# Rehoming Overcrowded Rat Family



## Waterat (Oct 2, 2020)

Located in Dublin, Ireland, in Europe.

Four 1 year old females
(live together):
Great tempered
- gentle, curious, adventurous, love humans and human company, and chewing on anything that isn't their chew toys (especially my stuff).

Two 1 year old males (live together):
Great tempered
- gentle, placid, curious, love humans and human company and lazing around. Both are not interested in rough play, and one will avoid confrontation with every rat - although he hasn't been fought with by his cagemate, it's just his preference to be away from all possible arguments.

One 16 month old male
(in separate cage from the rest)
- He needs to be neutered due to his previous bout of testosterone surges causing heavy scent marking and hierarchical nipping of rats and myself. However it has been many months since he has presented with issues anymore.
Although he's still not allowed to free roam with the other rats because he isn't neutered, he has returned to his company loving, pet like self that isn't solely driven by instinct.

One 16 month old male
(in separate cage from the rest)

- He 100% needs to be neutered as when he is outside of his cage, he switches into territorial and hierarchical nipping. Once before, mid-to-late last year, he jumped the barrier keeping him in the room. I went to pick him up off the floor, putting my hands palms up and slowly slid them underneath his body, and he latched onto my palm. This change in behaviours began passed his adolescent age closer to adult age. Prior to this he was placid, gentle, and avoided confrontation with anyone.

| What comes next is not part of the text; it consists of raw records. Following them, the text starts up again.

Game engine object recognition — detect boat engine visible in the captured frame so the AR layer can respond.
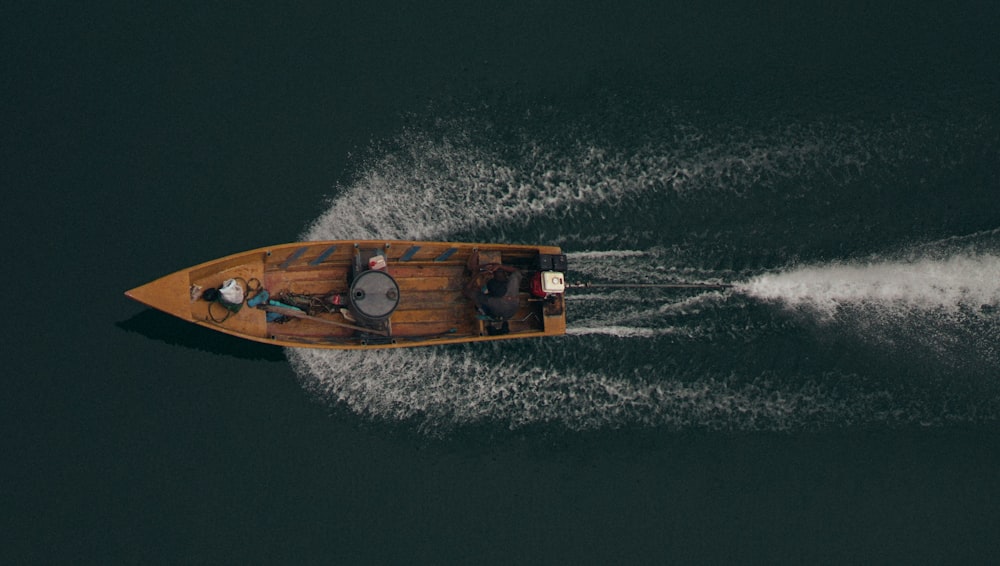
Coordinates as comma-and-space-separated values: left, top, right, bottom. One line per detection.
531, 253, 567, 317
531, 253, 567, 299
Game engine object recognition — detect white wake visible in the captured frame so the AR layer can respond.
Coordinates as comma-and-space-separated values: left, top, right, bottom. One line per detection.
738, 254, 1000, 318
286, 113, 997, 433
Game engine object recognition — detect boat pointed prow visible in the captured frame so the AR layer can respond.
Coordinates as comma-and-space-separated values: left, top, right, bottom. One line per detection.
124, 240, 567, 350
124, 270, 196, 321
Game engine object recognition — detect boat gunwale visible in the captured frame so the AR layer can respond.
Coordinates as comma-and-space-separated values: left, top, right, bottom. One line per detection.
125, 239, 566, 350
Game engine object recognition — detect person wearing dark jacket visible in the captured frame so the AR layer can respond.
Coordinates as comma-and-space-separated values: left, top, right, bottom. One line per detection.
463, 251, 522, 320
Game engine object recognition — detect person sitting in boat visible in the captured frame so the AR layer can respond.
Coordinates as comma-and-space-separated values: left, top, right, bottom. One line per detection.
464, 252, 522, 320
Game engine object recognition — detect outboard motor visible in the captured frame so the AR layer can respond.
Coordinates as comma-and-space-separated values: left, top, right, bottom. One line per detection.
532, 253, 567, 317
532, 253, 567, 299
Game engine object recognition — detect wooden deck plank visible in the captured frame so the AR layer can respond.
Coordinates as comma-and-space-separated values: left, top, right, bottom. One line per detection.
268, 314, 354, 333
309, 244, 339, 265
127, 239, 565, 350
395, 275, 466, 292
391, 306, 470, 324
390, 320, 476, 337
389, 263, 466, 279
395, 296, 468, 311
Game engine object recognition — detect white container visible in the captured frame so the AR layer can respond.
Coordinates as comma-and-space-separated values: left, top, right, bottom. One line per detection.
368, 255, 387, 271
541, 271, 565, 294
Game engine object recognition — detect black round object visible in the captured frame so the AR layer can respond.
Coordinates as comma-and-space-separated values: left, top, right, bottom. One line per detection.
348, 270, 400, 321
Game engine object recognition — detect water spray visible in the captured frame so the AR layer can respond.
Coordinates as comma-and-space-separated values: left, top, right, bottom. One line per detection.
567, 282, 734, 291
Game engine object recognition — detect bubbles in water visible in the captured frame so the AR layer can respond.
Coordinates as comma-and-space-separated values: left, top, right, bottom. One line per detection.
288, 347, 908, 434
288, 104, 999, 434
736, 247, 1000, 372
288, 244, 1000, 434
303, 109, 878, 246
738, 254, 1000, 318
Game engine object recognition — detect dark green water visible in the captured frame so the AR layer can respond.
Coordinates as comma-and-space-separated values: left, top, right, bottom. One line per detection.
5, 3, 1000, 563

Two 22 month old females won't be re-homed due to their Mycoplasma (they're separated from the rest in their own cage).

I registered eight of them on the Waiting List for the Dublin Society for Prevention of Cruelty to Animals (They put surrendered animals up for adoption).
But this means that for an indefinite but very lengthy amount of time, I will not know if the organisation can actually take them.

I've been struggling now more so than before. When my mental health is declining, I cannot provide the appropriate care required as I usually can. And there's noone who can help me with them whatsoever.

Since the end of last year, I have no longer been able to afford buying my rats replacements for what they chew up in their cage (houses/hammocks/climbing nets/bedding/etc.) Money stretches far enough to buy them a monthly prescription of Tylosin water-soluble.

I've been swamped under the strain for a long time now and I've not had rehoming offers that haven't fallen through.

If I cannot find an opening for them in my country's overflowing rescues, I'm worried my last option is bringing them to a pet shop.
I love my babies, they're so sweet and loving and just want to spend all of their time with me. I don't want anything bad happening to them, but I cannot keep all ten for around another two years or so. They got so much free-roaming time but it's being juggled with everything else in my day to day, that only two hours outside their cages every one to two days means they spend too much time in their empty cages. They push all bedding out of their cages and it's negatively affecting their respiratory health more and more as the days go by.


----------



## Alvaro (7 mo ago)

Waterat said:


> Located in Dublin, Ireland, in Europe.
> 
> Four 1 year old females
> (live together):
> ...





Waterat said:


> Located in Dublin, Ireland, in Europe.
> 
> Four 1 year old females
> (live together):
> ...


Hi! Do you still have the rats for adoption?


----------



## Waterat (Oct 2, 2020)

Alvaro, What rats are you interested in?


----------



## Alvaro (7 mo ago)

Hi! I'm living in Ireland with my partner (Dublin 13) and we want to adopt a couple of rats. Which rats do you have left right now? Thanks in advance.


----------



## Waterat (Oct 2, 2020)

I have two seventeen month old male rats. They are not cage-mates, so can't be together. Both need to be neutered.


----------